In: Economics
1. How does a small open economy differ from a large open economy?
A. A small open economy has no effect on the world real interest rate.
B. A small open economy is only open to trade with similar economies.
C.A small open economy is able to influence the world interest rate through its saving and investment decisions.
D.In a small open economy, equilibrium occurs when saving equals investment; however, in a large open economy equilibrium occurs when desired saving minus desired investment equals net exports.
2. What happens in a small open economy if there is an increase in domestic saving?
A. It leads to a fall in the domestic interest rate.
B. It leads to a smaller trade balance and lowers net capital outflows.
C. It leads to a larger trade balance and an increase in net capital outflows.
D. It leads to changes in the world real interest rate.

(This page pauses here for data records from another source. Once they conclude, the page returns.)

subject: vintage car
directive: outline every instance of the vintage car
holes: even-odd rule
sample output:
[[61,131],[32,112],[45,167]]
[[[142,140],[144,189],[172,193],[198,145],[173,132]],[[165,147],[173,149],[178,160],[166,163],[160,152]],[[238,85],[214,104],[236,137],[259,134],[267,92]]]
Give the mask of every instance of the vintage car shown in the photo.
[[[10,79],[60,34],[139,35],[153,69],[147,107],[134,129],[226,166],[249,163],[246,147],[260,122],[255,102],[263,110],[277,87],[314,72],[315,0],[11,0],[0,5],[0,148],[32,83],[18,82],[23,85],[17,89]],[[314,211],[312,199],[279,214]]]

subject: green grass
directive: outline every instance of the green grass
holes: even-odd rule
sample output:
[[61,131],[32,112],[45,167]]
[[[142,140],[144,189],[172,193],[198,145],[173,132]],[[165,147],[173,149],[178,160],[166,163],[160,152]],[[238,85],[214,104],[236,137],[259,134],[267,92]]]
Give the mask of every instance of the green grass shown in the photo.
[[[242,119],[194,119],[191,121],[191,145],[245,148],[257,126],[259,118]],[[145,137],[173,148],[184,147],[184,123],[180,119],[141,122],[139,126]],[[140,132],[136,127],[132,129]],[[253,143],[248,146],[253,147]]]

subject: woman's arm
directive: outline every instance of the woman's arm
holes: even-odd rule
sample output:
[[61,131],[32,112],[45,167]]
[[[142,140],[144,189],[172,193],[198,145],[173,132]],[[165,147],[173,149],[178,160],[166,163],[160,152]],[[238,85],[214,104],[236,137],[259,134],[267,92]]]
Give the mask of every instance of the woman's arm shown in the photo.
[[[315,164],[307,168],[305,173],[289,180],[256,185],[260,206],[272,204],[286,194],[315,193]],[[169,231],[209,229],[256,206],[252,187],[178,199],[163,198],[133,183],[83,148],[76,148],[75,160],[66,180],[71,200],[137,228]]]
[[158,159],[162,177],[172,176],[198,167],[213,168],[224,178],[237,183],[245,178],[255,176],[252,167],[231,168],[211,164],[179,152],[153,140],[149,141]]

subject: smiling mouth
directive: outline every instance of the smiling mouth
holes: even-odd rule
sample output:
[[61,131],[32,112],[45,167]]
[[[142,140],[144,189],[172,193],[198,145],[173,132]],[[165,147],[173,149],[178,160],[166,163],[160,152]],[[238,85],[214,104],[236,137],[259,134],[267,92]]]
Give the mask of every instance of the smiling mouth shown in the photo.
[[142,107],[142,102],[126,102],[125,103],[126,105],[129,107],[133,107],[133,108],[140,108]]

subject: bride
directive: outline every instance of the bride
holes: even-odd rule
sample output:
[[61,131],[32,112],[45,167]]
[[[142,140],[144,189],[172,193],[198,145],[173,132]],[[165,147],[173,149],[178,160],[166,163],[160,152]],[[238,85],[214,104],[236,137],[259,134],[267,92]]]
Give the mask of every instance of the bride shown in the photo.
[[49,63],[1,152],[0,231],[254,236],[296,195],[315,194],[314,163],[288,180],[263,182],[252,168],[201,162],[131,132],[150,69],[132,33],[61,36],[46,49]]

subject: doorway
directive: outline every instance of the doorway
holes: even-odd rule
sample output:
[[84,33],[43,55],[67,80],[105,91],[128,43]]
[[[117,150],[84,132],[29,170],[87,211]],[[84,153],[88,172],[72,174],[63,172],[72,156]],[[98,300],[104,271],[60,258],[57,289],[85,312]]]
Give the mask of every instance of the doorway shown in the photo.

1. Ans is a) A small open economy has no effect on the world real interest rate.
Explanation:
An economy that is open to trade and to flows of capital across its
borders and that is "small" relative to the world economy, so that
whatever happens in this economy has no effect on the world real
interest rate.
Option B and C are wrong
Option D is also wrong because equilibrium in a small open economy does not occur when saving equals investment, as in the closed economy. instead, it occurs when desired saving minus desired saving minus desired investment equals net exports
2. Ans is B) It leads to a smaller trade balance and lowers net capital outflows.
Explanation:
If domestic saving/investment increases than net exports increases
and net capital outflows falls in the small open economy.